If you know any Byzantine history at all, you know about the hundred-year struggle between the Iconoclasts (“smashers of icons”) and the Iconodules (“slaves of icons”). It is disgusting to use a metaphor for that struggle – by referring to Nulloclasts (“`NULL` smashers”) and Nullodules (“`NULL` slaves”) - - because `NULL` is a Latin word, while clast and dule are Greek suffixes. It’s a good metaphor, though.

### The Nulloclast Position¶

The champion on this side is C. J. Date, possibly the best known database pundit, and author of several books which contain zero howling errors (a remarkable feat in this field). Here are selected quotes from C.J.Date’s An Introduction to Database Systems, sixth edition:

“… in our opinion, `NULL`s – and the entire theory of three-valued logic on which they are based – are fundamentally misguided …

“… it is our general opinion that `NULL`s are such a bad idea that it is not worth wrecking the whole relational model over them, just because some suitable target tuple sometimes does not exist for some particular foreign key …”

“… `NULL`s and [three-valued logic] undermine the entire foundation of the relational model.”

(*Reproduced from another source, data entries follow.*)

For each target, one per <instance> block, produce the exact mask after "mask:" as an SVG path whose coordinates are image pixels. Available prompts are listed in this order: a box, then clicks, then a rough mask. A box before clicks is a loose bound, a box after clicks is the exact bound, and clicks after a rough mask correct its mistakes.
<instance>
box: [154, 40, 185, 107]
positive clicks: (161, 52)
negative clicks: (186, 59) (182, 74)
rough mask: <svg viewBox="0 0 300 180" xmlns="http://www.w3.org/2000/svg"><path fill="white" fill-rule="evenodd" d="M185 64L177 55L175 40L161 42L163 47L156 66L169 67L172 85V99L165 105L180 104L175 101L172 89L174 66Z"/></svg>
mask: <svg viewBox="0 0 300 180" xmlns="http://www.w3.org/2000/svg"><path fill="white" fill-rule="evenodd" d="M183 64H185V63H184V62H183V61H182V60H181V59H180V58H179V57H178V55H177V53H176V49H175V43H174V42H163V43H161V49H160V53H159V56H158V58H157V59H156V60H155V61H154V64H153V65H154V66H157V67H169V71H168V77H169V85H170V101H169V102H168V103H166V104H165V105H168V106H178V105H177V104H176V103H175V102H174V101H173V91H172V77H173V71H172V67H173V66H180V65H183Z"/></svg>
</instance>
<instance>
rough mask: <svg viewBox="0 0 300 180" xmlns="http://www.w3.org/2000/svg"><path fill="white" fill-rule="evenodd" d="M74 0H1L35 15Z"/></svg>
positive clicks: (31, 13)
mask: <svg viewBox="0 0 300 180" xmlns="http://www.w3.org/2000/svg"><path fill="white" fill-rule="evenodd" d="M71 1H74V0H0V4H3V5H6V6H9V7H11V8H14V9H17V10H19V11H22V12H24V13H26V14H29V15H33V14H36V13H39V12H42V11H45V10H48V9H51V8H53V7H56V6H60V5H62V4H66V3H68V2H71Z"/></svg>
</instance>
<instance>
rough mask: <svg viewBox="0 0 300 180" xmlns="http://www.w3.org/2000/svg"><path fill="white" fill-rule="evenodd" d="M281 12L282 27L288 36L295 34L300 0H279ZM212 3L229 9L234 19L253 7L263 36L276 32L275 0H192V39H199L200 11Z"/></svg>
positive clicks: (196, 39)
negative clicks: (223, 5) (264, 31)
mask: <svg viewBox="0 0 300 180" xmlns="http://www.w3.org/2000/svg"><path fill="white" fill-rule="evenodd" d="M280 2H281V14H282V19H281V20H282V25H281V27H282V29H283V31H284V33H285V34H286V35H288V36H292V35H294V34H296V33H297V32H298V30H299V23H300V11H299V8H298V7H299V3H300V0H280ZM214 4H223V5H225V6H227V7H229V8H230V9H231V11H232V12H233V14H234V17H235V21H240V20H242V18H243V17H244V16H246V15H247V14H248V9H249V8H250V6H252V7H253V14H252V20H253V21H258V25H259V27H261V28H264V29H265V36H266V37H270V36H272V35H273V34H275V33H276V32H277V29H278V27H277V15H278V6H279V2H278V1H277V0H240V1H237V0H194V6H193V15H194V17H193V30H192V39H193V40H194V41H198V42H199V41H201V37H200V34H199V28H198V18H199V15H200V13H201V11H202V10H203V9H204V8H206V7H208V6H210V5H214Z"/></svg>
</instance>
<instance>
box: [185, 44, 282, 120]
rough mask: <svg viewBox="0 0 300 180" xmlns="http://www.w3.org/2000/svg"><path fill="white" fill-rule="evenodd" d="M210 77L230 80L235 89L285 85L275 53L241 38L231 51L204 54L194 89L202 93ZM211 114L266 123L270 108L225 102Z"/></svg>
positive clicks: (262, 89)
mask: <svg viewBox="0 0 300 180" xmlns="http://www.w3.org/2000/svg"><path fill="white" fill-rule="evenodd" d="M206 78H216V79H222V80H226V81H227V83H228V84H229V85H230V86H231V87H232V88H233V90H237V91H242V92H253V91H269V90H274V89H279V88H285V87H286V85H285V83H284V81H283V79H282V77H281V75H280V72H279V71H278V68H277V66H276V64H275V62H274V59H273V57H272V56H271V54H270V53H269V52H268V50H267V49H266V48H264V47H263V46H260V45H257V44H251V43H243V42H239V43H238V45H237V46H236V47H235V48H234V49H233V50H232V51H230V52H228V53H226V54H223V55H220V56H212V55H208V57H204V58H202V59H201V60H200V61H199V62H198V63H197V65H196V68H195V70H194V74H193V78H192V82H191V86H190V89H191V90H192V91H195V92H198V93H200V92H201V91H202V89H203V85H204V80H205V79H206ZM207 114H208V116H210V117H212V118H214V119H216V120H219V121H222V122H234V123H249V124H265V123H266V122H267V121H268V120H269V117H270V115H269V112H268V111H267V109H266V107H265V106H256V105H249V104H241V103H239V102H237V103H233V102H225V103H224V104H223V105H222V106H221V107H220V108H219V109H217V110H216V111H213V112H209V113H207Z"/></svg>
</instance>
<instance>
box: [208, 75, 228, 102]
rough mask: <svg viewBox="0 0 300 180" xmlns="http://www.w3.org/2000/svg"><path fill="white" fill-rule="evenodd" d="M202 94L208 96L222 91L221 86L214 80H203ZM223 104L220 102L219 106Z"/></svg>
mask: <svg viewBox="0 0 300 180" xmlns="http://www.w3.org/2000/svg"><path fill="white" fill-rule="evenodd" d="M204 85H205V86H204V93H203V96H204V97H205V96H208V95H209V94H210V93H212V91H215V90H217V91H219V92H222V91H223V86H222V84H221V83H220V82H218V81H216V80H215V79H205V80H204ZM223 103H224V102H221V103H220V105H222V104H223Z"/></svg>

“… SQL manages to introduce a number of additional flaws, over and above the flaws that are inherent in three-valued logic per se …”

“Our recommendation to DBMS users would thus be to ignore the vendor’s [three-valued logic] support entirely, and to use a disciplined ‘default values’ scheme instead (thereby staying firmly in two-valued logic).”

(Incidentally, Date – and sure he is an honourable man – specifically decries some of the things we’ve said here:

• We used the term “null value” – and an absence of value is not a value.

• We said that nulls are in Domains – and that leads logical complications: all attribute integrity checks would succeed, for instance, because null is part of the Domain.)

### The Nullodule Position¶

The defenders include E.F. Codd, the founder of relational theory. (In fact Mr Codd favours the idea that there should be more than one `NULL` class, and therefore a four-valued logic.) But we will just quote from Jim Melton, editor of the SQL Standard:

“Some notable database personalities have strongly urged the SQL standards committee to abandon the notion of `NULL` values in favour of default values.”

But – summarizing here – in practice, we don’t worry that in the expression `x = 5`, `x` is a “different kind of thing” than `5` because we know that x represents an integer value. And by the way, after a series of back-and-forth persecutions, a few revolts and several thousand deaths – the Iconodules won.